Distributed Resources, Including GEBs

On the other side of the equation, the supply, how are grid resources valued? Almost not at all right now. There is demand response, demand rates, and time-of-use tariffs. For this post, they are as follows:

  • Demand response is paying customers not to use energy at select, limited, peak use periods during the year. This can benefit an electricity retailer, so they aren’t buying sky-high prices and selling at some lower contracted amount, or even a monopoly provider to help keep average prices lower (which indirectly helps the utility). Customers get paid twice – first for not paying for energy consumption they curtail, and second, for not using energy when asked. It’s like getting paid to take up space in a restaurant to make sure the mob doesn’t run out of steak and lobster. You don’t want Tommy “Funny how?” DeVito on your case. Know what I’m sayin’?
  • Demand rates alone help reduce peaks, usually, but the tariffs are dumb from a GEB perspective because the peak demand period might be 9:00 AM to 9:00 PM. This is not a good GEB (hour or three) value proposition for customers.
  • Time-of-use is about the same as the previous bullet. It provides customers with micro benefits to use energy off-peak – 10 cents-a-minute weekends.

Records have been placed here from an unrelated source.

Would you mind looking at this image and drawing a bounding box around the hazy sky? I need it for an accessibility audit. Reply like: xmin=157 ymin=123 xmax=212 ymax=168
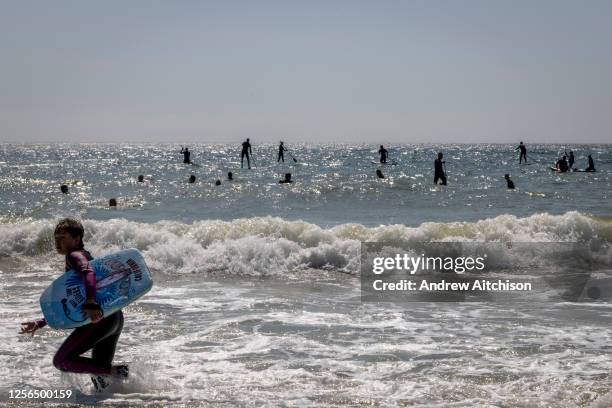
xmin=0 ymin=0 xmax=612 ymax=143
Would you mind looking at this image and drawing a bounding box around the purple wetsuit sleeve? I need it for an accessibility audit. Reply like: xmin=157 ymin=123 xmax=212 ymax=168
xmin=66 ymin=251 xmax=96 ymax=300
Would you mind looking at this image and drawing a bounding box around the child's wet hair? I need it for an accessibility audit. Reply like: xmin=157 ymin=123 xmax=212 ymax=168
xmin=53 ymin=218 xmax=85 ymax=249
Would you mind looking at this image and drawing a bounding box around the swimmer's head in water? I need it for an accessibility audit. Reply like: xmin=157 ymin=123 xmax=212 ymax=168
xmin=53 ymin=218 xmax=85 ymax=255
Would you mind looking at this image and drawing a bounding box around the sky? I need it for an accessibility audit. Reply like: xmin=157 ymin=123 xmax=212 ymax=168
xmin=0 ymin=0 xmax=612 ymax=143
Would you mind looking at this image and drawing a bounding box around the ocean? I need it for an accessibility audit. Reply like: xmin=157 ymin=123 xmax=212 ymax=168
xmin=0 ymin=144 xmax=612 ymax=407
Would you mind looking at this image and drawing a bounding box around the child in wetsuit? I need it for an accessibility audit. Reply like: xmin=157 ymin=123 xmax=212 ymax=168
xmin=21 ymin=218 xmax=128 ymax=391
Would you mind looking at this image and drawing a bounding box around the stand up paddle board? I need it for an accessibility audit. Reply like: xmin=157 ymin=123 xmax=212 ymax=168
xmin=40 ymin=249 xmax=153 ymax=329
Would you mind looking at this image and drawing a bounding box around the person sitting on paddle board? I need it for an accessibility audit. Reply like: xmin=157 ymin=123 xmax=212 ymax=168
xmin=514 ymin=142 xmax=527 ymax=164
xmin=504 ymin=174 xmax=514 ymax=190
xmin=20 ymin=218 xmax=129 ymax=391
xmin=181 ymin=146 xmax=191 ymax=164
xmin=378 ymin=145 xmax=389 ymax=163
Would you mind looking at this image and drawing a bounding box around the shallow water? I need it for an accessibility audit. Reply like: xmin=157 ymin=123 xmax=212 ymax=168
xmin=0 ymin=144 xmax=612 ymax=227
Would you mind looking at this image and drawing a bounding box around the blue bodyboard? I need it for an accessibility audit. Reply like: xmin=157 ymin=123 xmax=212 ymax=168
xmin=40 ymin=249 xmax=153 ymax=329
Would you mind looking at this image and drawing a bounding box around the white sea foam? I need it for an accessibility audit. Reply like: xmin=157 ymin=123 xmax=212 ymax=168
xmin=0 ymin=212 xmax=612 ymax=276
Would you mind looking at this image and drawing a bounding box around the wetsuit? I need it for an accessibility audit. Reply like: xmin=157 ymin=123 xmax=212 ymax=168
xmin=434 ymin=159 xmax=446 ymax=186
xmin=36 ymin=250 xmax=123 ymax=375
xmin=557 ymin=159 xmax=569 ymax=173
xmin=240 ymin=142 xmax=253 ymax=169
xmin=584 ymin=156 xmax=595 ymax=171
xmin=277 ymin=144 xmax=287 ymax=163
xmin=514 ymin=143 xmax=527 ymax=164
xmin=378 ymin=149 xmax=389 ymax=163
xmin=181 ymin=149 xmax=191 ymax=164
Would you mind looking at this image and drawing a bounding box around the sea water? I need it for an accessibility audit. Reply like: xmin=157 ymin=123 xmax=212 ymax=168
xmin=0 ymin=144 xmax=612 ymax=407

GoodFellas Tommy DivitoA lot of the jabber I hear on conference calls is not unlike carbon-free by 2050 – I.e., it seems people believe buildings are like big batteries just sitting there to be taken and monetized! I’m thinking, wait a minute. This is a hell of a lot more complex than anyone seems to be thinking.


Nearly all GEB pilots and experiments today are in the residential sector. The pilots include behind-the-meter batteries, smart thermostats (demand response), and the rates discussed in the previous section. I haven’t seen polling on it, but I believe people are more tolerant of temperature swings and living their lives around their electric tariff at home than they are at work. I am.

To achieve persistence with retro-commissioning measures, in addition to describing to customers how systems work, how they were wasting energy, and what we did to fix it, we apply the credo of do no harm. That is, do nothing the occupants will notice unless it improves their environment – improve temperature and humidity control, eliminate dumping cold air on heads, decrease flow noise, etc. We avoid curtailment that changes space conditions, especially around peak times or during business opening hours. That would result in things being undone.

Operational or retro-commissioning measures that don’t impact productivity or comfort should be done anyway. That is energy efficiency per that first curve in last week’s post. These are not interactive GEB measures. It’s not interactive. Maybe this is why the “I” for “interactive” is not in GEB? Interactive measures will require some type of storage (electric, thermal, or other), an alternative energy supply like fuel switching or an on-site generator, or some level of persuasion to employees and customers that the noticeable GEB measure is worth it to THEM. Good luck.

Measuring GEBs

The last complexity topic of the day is measuring GEB impacts. Again, another reason the GEB experiments have started in residential is that they can be deployed without compensation to customers. In some cases, GEBs can be monetized for residential customers. There are easy ways to do that.

For commercial and industrial customers, you’re dealing with nasty counterfactuals to determine the customer’s contribution to the grid as a GEB resource. This may be a reasonable undertaking for a few large customers once or twice a year, but GEBs, at least in my mind, require much more frequent deployment – a few kW today in the morning, a hundred tomorrow at 17:30, etc. How does anyone measure all that? I have a solution.


Yay! Today we covered one of the five categories of GEB challenges from the DOE GEB Roadmap. We’ll see how far we get next week. In the end, rest assured, I’ll have solutions for every challenge, cuz that’s what I do.

[1] Poorly written because GEBs are not a “technology.” There are limitless GEB technologies and approaches.